# Some pretty good shots of my cichlids



## elTwitcho (Jun 22, 2004)

Just a few pics. mind the ragged fins. At first the GT beat everyone into submission, then the convicts started settling some aggression between them and the smallest is a little beaten up









Anyway, hope you guys aren't too sick of em yet. After a year you've seen quite a bit of these guys


----------



## psychofish (Jun 5, 2004)

Great lookin fish and pics


----------



## steveling (Jun 6, 2003)

damn eltwitcho , youre pics get better every time i see them , the first shot is my favourite , nice green terror


----------



## polomax24 (Jun 14, 2005)

Nice white saum!! How big is it?

You got some crazy photography skillz.


----------



## remyo (Aug 26, 2004)

great pic,s men look,s great


----------



## Ries (Mar 20, 2004)

woooww they pics are awesome.


----------



## Cobra (Sep 25, 2004)

How about a full tank shot man?


----------



## NIKE (Jan 27, 2003)

wow!







i really like that GT dude.
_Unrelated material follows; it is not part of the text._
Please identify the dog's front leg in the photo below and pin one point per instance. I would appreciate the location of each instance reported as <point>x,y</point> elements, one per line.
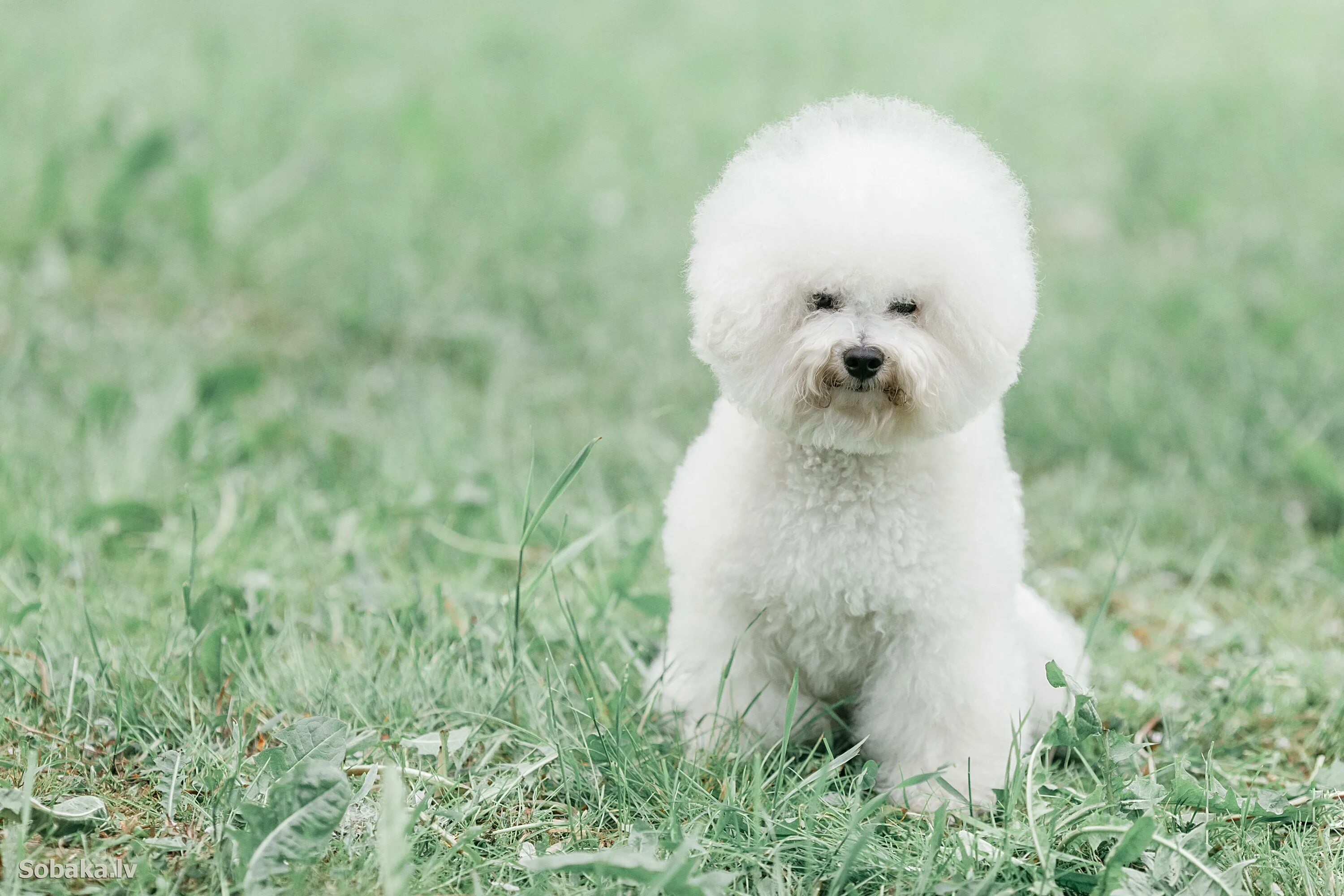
<point>947,696</point>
I dunno why mine never developed scales like yours but! glad you have a keeper


----------



## benJii (Feb 17, 2005)

wow nice shots twitch









but seriously, get those scratches outta the glass :rasp:

gotta love the GT man, my favorite cichlids, i just picked up myself a 2" orange saum, and i love him alredy, yours looks great, i had a shot at a BEAUTIFUL male white saum, but im really not a fan of em, but yours looks great


----------



## ineedabox (Apr 20, 2004)

All the fish look really good.

Nice photography there bro.


----------